Surana: Ein großes und erfolgreiches Projekt, das wir jetzt abgeschlossen haben, ist die Modernisierung der Methodik für Marathi als Zweitsprache und die Standardisierung der sechs Sprachniveaus. Obwohl diese indoeuropäische Sprache von mehr als 80 Millionen Menschen vor allem in Indien gesprochen wird, wurde sie bislang mit veralteten Mitteln und Methoden gelehrt. Wir haben unser methodisches Know-how aus Deutsch als Fremdsprache (DaF) ins Spiel gebracht und mithilfe von Marathi-Experten für jedes Niveau modernes Lehrmaterial entwickelt. Indien ist ein polyglottes Land, aber die methodisch-didaktische Entwicklung der indischen Sprachen als Zweit- und Fremdsprachen ist überfällig. —

Literarische Beziehungen zwischen Deutschland und Brasilien

Prof. Dr. Paulo Astor Soethe, Universidade Federal do Paraná (UFPR) in Curitiba, Brasilien/ Grimm-Preis 2015, DAAD-Alumnus

Herr Professor Astor Soethe, welche Bedeutung hat die deutsche Sprache für die Kultur­geschichte Brasiliens?

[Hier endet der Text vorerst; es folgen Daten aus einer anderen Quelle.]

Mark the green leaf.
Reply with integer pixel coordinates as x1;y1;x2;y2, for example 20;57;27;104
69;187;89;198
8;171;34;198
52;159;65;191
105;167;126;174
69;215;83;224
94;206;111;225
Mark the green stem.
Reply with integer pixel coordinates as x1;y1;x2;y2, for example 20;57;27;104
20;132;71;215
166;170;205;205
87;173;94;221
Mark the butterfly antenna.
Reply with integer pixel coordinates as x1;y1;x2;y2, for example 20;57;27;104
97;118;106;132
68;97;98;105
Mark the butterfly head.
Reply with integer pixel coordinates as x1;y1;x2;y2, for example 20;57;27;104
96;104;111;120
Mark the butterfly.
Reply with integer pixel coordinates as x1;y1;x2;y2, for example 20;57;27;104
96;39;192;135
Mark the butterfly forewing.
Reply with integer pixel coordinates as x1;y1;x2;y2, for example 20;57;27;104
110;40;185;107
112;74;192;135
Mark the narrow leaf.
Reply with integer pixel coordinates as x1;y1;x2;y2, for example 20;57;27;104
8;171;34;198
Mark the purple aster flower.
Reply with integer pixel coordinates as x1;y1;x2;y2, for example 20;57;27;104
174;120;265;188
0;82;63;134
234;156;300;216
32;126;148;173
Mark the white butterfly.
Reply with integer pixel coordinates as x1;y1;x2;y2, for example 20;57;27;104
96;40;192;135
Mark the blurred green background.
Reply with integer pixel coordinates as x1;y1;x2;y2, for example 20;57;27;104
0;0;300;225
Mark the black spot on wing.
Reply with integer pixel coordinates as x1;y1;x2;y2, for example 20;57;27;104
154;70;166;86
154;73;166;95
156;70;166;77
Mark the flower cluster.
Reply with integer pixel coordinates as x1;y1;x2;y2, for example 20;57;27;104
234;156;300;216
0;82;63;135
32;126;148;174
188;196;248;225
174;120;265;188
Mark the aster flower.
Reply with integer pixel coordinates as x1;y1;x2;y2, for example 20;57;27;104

Soethe: Deutsch war lange eine brasilianische Sprache, denn seit Anfang des 19. Jahrhunderts sind Hunderttausende Deutsche ins Land ein­gewandert. Sechs Millionen Brasilianerinnen und Brasilianer haben Deutsche unter ihren Vorfahren. Literarische Beziehungen zwischen beiden Ländern sind mein Forschungsschwerpunkt.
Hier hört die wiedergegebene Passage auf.